9. En troisième lieu, la société Distridoubs ne peut utilement se prévaloir de l'article R. 752-27 du code de commerce pour soutenir que la société Houtaudis n'aurait pas présenté sa demande de permis de construire dans un délai de deux ans à compter de la notification de la décision de la Commission nationale d'aménagement commercial dès lors que cet article ne comportait plus cette rédaction à la date de la demande de permis de construire présentée par la société Houtaudis. En tout état de cause, la demande de permis de construire, effectuée le 30 décembre 2016, a été présentée moins de deux ans après la notification de la décision du 23 septembre 2015 de la Commission nationale d'aménagement commercial.
10. En quatrième lieu, il ressort des pièces du dossier que le 24 novembre 2016, la cour administrative d'appel de Nancy a rejeté la requête de la société Distridoubs tendant à l'annulation de la décision du 23 septembre 2015 par laquelle la Commission nationale d'aménagement commercial avait accordé l'autorisation sollicitée à la société Houtaudis.
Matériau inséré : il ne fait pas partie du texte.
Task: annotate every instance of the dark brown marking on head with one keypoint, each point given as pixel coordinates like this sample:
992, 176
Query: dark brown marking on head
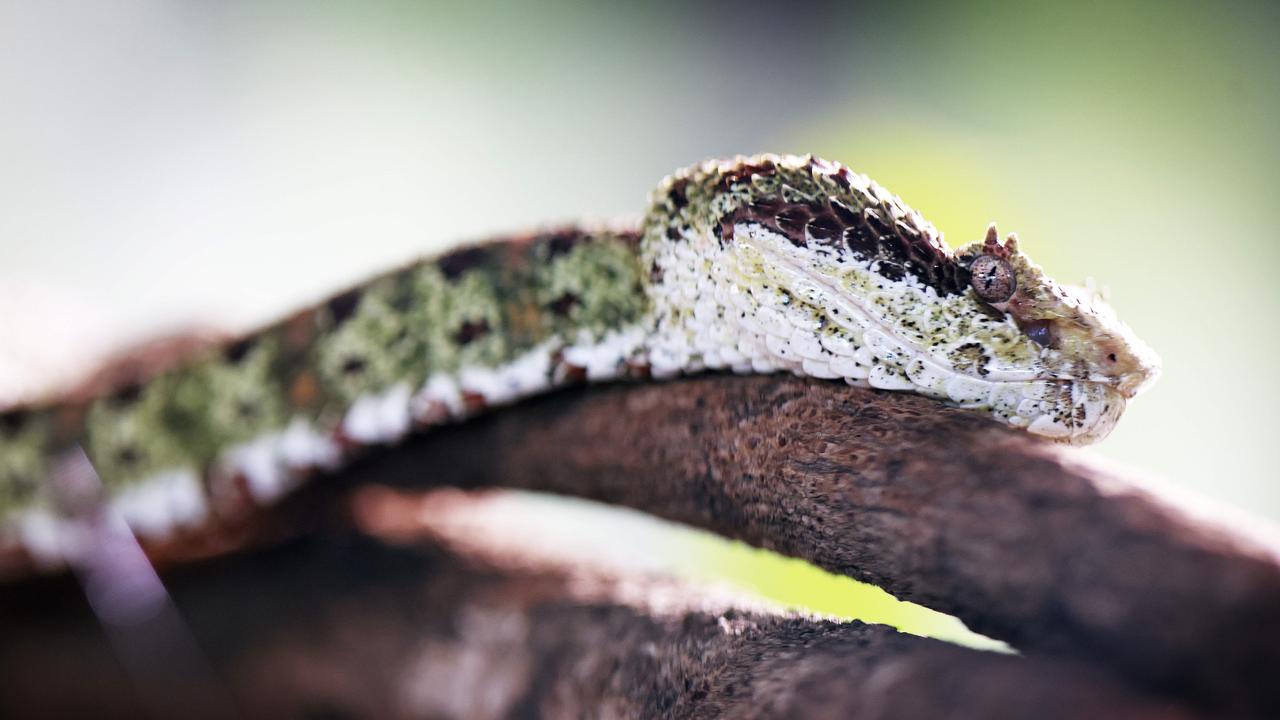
471, 331
562, 305
744, 172
842, 227
343, 306
458, 261
972, 358
992, 278
792, 220
679, 195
En conséquence, la cour statuant en premier et dernier ressort, cette décision non réglementaire était devenue définitive à la date du 24 novembre 2016. Par suite, les moyens tirés de l'illégalité de cette décision, tenant à ce que la Commission nationale d'aménagement commercial ne pouvait être regardée comme saisie à nouveau de la demande de la société Houtaudis après l'annulation de sa première décision et de la méconnaissance des articles L. 752-15 et L. 752-6, présentés par la société Distridoubs dans sa requête enregistrée le 28 juillet 2017 et dans son mémoire en réplique, sont irrecevables.
11. Enfin, la circonstance, d'ailleurs non avérée, que le permis de construire attaqué n'aurait pas été régulièrement affiché sur le terrain, qui est sans influence sur la légalité du permis de construire et n'a d'effet que sur les délais de recours contentieux, ne peut être utilement invoquée.
12. Il résulte de ce qui précède que la société Distridoubs n'est pas fondée à demander l'annulation du permis de construire attaqué.
Sur les conclusions tendant à l'application des dispositions de l'article L. 761-1 du code de justice administrative :
13. Ces dispositions font obstacle à ce que soit mise à la charge de la société Houtaudis et de la commune de Houtaud, qui ne sont pas la partie perdante dans la présente instance, la somme que demande la société Distridoubs au titre des frais exposés et non compris dans les dépens.
14. En revanche, il y a lieu, dans les circonstances de l'espèce, en application de ces dispositions de mettre à la charge de la société Distridoubs une somme de 750 euros à verser à la société Houtaudis et une somme de 750 euros à verser à la commune de Houtaud au titre des mêmes frais.
Par ces motifs,
DECIDE :
Article 1er : La requête de la société Distridoubs est rejetée.
Article 2 : La société Distridoubs versera à la société Houtaudis une somme de 750 (sept cent cinquante) euros et à la commune de Houtaud une somme de 750 (sept cent cinquante) euros au titre de l'article L. 761-1 du code de justice administrative.
Article 3 : Le présent arrêt sera notifié à la société Distridoubs, à la société Houtaudis et à la commune de Houtaud.
Copie en sera adressée à la Commission nationale d'aménagement commercial et au préfet du Doubs.